For that reason and at that time, I bought a ring with black onyx stones set it in as a talisman, wanting to believe the notion that ‘By carrying or wearing the onyx daily, you will be able to shield your aura and prevent negative energies from attaching themselves to you.’ I hadn’t worn it for years, and I’ve no idea if it helped me with my mother. I am a gemstone properties sceptic, although curious about their possible placebo effects. But I have the ring on again now, as I work through the ripples and impacts of difficult times.
The worry stones described in Wikipedia, are of this purchasable gemstone type, not the free beach stone type: ‘Worry stones are smooth, polished gemstones, usually in the shape of an oval with a thumb-sized indentation, used for relaxation or anxiety relief. Worry stones are typically around 3 centimetres in size. They are used by holding the stone between the index finger and thumb and gently moving one’s thumb back and forth across the stone. This action of moving one’s thumb back and forth across the stone is thought to reduce stress.’ I noted that Wikipedia is a bit of a sceptic too, warning that ‘Some of this article’s listed sources may not be reliable.’ And ‘This article needs additional citations for verification.’
The market for gemstone worry stones seems large, or at least, a lot are on sale. There’s an alarming (worrying?) amount of choice – although most conform to the thumb size indentation and the 3 cm size. Which gemstone to choose as a worry stone depends on … what? I’m not sure, there is no standardisation of the supposed spiritual properties of each gemstone or the type of worry the gemstone is supposed to assuage. Then there’s an additional worry of where the gemstones are coming from, as one report notes, “many are mined in deadly conditions in one of the world’s poorest countries.” I am not going to get a gemstone worry stone.
Unfortunately, I don’t know the provenance of my black onyx ring, or even if it is truly black onyx, though that’s what the sales receipt said. However, for the moment I am going to continue wearing it, for either its real but non-provable effect or for its placebo effect and because I like the look of it. I’m also going to continue my experiment of carrying the egg- shaped beach-stone to turn around in my pocket. I like the feeling of it. It just is. It’s not quarried, polished, or incised or by human hand. It feels strong, undaunted, calm. The poem Stone, by David Whyte, captures some of this essence. Here’s an excerpt:
“you have never looked into the immovability
of stone like this, the way it holds you, gives you
not a way forward but a doorway in, staunches
your need to leave, becomes faithful by going nowhere”

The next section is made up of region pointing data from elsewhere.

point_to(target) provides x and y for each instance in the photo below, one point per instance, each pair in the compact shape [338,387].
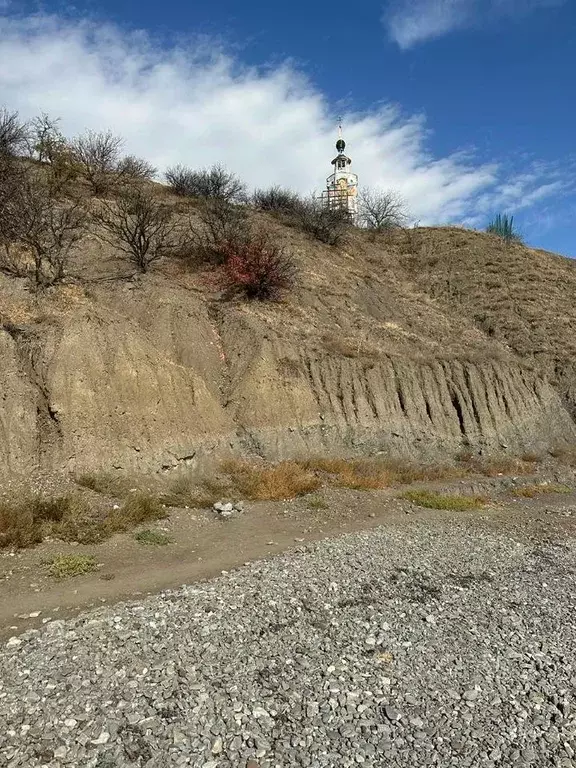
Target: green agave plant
[503,226]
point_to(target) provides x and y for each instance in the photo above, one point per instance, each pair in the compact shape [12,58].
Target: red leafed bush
[257,269]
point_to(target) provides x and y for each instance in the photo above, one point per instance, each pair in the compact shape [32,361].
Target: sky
[465,108]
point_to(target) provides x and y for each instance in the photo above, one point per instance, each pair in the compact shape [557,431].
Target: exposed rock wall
[155,373]
[95,392]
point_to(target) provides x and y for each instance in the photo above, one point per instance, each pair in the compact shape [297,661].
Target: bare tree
[98,156]
[380,210]
[215,182]
[277,200]
[53,149]
[36,220]
[11,183]
[133,168]
[329,225]
[138,224]
[215,223]
[13,133]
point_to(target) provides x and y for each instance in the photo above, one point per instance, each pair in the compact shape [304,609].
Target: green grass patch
[315,502]
[433,500]
[152,538]
[66,566]
[138,508]
[531,491]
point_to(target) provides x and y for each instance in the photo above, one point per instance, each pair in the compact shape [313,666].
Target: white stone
[104,738]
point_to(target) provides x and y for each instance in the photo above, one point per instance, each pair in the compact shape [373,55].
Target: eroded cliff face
[155,374]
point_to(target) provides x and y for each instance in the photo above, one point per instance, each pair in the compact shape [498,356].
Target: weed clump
[433,500]
[152,538]
[138,508]
[66,566]
[284,480]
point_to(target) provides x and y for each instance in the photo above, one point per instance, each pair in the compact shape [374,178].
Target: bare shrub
[98,155]
[138,224]
[213,183]
[276,200]
[214,226]
[131,168]
[12,178]
[13,133]
[257,269]
[329,225]
[49,228]
[380,210]
[53,149]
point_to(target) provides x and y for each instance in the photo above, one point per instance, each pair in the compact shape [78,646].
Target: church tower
[342,185]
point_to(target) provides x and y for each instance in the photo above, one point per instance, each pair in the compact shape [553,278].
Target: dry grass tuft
[281,481]
[152,538]
[107,483]
[137,509]
[432,500]
[501,465]
[186,490]
[25,522]
[531,491]
[375,474]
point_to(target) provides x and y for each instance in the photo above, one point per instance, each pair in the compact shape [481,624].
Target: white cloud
[413,21]
[196,105]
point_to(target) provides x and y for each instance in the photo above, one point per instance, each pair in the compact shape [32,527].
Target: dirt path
[202,546]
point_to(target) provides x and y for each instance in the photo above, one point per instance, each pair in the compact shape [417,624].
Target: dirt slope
[371,353]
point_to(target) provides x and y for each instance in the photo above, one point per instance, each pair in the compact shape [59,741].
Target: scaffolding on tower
[341,191]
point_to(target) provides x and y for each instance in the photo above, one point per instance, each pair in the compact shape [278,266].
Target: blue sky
[466,107]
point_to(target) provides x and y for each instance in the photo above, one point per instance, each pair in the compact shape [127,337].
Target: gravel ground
[436,644]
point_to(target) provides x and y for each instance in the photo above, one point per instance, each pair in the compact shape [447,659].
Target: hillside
[415,344]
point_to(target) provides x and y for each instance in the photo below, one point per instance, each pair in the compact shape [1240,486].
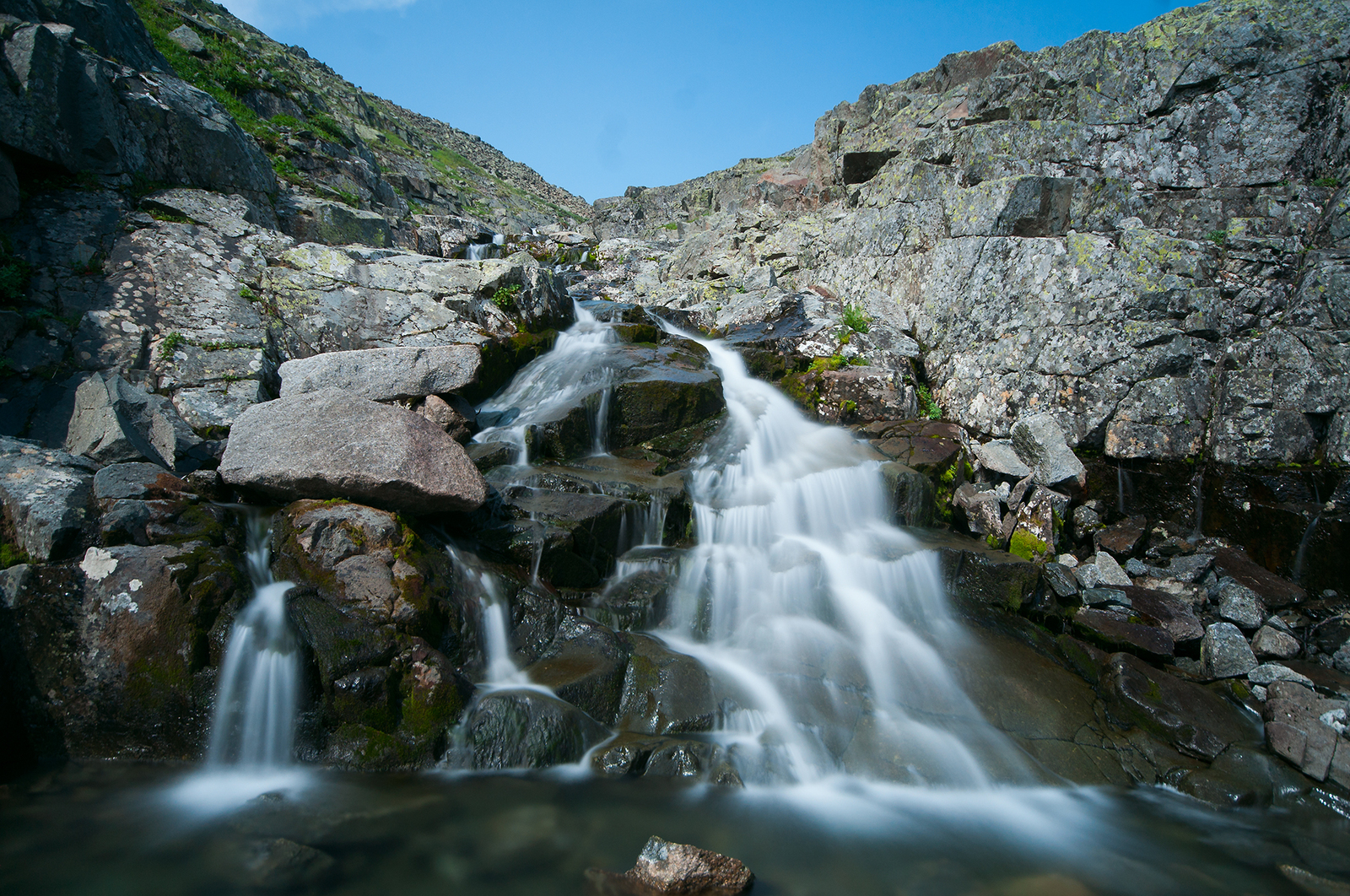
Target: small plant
[856,319]
[928,408]
[173,342]
[505,297]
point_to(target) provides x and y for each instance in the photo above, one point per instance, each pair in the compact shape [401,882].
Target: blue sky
[597,96]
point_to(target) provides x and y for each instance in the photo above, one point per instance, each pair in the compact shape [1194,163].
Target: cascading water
[553,385]
[260,679]
[827,623]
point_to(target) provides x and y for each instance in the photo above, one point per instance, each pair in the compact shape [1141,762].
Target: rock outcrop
[335,445]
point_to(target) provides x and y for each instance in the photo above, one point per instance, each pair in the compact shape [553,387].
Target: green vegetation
[505,297]
[928,408]
[856,319]
[173,342]
[15,273]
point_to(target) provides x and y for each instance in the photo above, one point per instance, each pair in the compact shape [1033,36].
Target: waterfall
[825,623]
[550,386]
[254,722]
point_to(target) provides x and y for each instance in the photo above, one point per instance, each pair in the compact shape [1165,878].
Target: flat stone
[1117,632]
[1239,605]
[46,497]
[1272,672]
[385,374]
[999,456]
[331,445]
[1271,643]
[1110,571]
[1225,652]
[1275,592]
[1040,443]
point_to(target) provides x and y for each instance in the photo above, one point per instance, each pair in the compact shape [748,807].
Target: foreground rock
[384,374]
[331,445]
[675,868]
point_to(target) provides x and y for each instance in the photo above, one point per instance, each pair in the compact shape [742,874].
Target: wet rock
[1273,644]
[1110,571]
[911,494]
[665,693]
[1115,630]
[385,374]
[983,510]
[1181,713]
[118,421]
[46,497]
[1295,731]
[138,481]
[585,666]
[1239,605]
[1039,441]
[1272,672]
[1060,579]
[1122,537]
[1225,652]
[999,456]
[330,445]
[634,603]
[1275,592]
[1174,616]
[528,729]
[675,868]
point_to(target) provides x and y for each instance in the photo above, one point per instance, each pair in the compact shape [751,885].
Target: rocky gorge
[1043,354]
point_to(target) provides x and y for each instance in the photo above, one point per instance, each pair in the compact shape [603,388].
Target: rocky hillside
[1142,234]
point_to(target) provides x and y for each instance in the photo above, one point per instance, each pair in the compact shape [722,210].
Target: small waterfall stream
[260,679]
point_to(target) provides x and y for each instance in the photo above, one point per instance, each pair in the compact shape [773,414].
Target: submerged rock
[331,445]
[678,869]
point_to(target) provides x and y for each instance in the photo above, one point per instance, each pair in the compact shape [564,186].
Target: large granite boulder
[332,445]
[384,374]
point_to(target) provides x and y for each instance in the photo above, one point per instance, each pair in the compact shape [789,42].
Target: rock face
[382,374]
[330,445]
[1056,229]
[78,107]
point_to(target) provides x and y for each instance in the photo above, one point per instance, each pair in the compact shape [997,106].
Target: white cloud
[272,13]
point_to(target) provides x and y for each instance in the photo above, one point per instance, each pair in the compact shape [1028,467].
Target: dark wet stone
[528,729]
[1122,537]
[665,693]
[1181,713]
[585,666]
[1272,590]
[1115,630]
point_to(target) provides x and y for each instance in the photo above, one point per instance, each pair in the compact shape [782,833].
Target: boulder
[331,445]
[678,869]
[999,456]
[384,374]
[1181,713]
[1273,644]
[665,693]
[46,497]
[118,421]
[1225,652]
[1239,605]
[1296,731]
[526,729]
[1040,443]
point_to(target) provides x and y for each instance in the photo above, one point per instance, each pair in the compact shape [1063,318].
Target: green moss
[1026,545]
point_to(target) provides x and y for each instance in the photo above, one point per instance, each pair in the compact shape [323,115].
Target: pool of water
[114,829]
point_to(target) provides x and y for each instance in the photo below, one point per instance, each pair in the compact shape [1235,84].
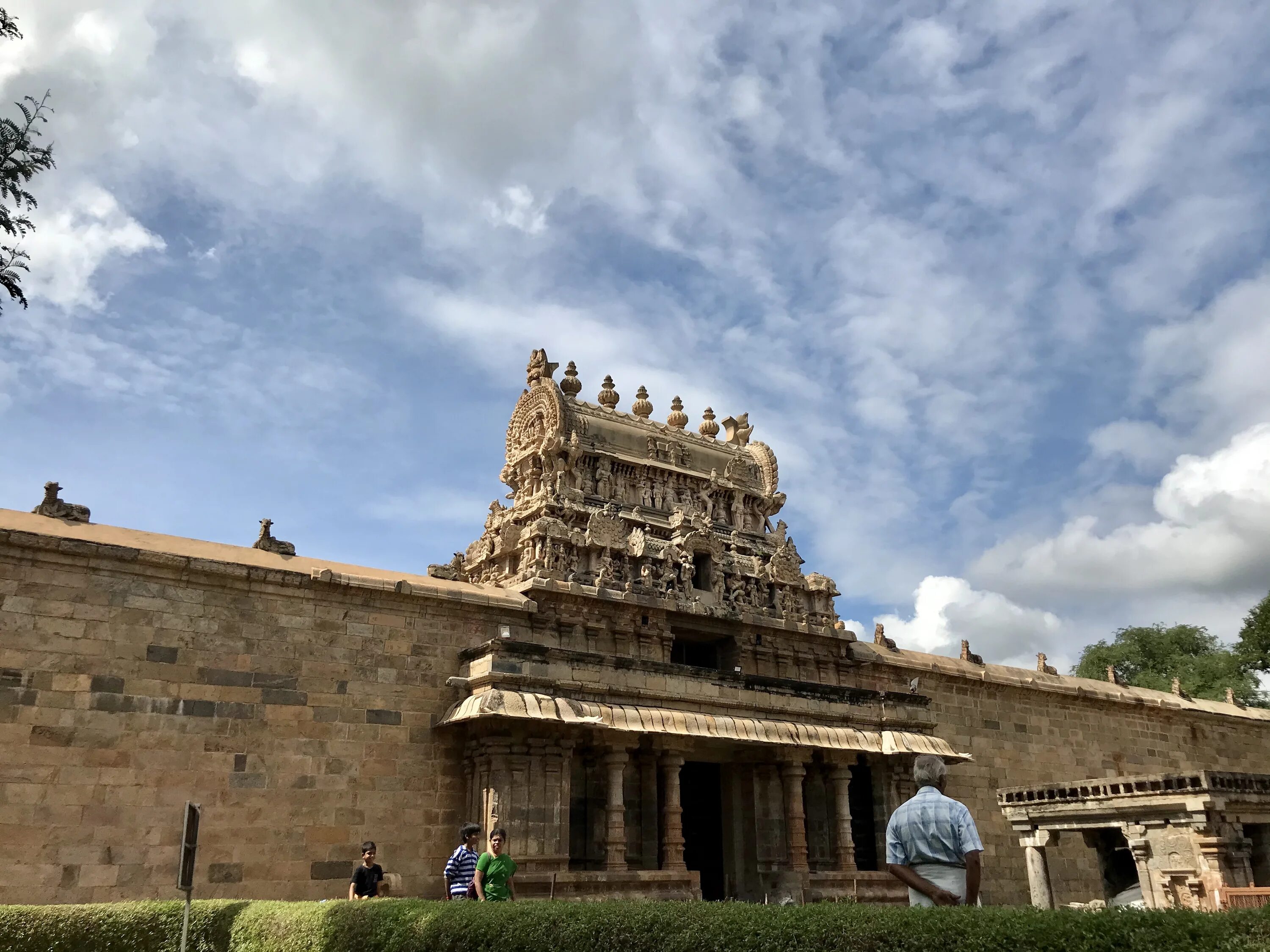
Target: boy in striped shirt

Image: https://owlcation.com/stem/I-Found-A-Pretty-Rock-On-The-Beach-And-Wondered-II
P.S. Someone just asked me if I thought stones were animate. The question reminded me of a scene in the film ‘What we did on our holidays’, where the child named her stones Eric and Norman. See the lovely clip of that sequence.
A Mary Oliver poem: Do Stones Feel?
Do stones feel?
Do they love their life?
Or does their patience drown out everything else?
When I walk on the beach I gather a few
white ones, dark ones, the multiple colors.
Don’t worry, I say, I’ll bring you back, and I do.
Is the tree as it rises delighted with its many
branches,
each one like a poem?
Are the clouds glad to unburden their bundles of rain?
Most of the world says no, no, it’s not possible.
I refuse to think to such a conclusion.
Too terrible it would be, to be wrong.”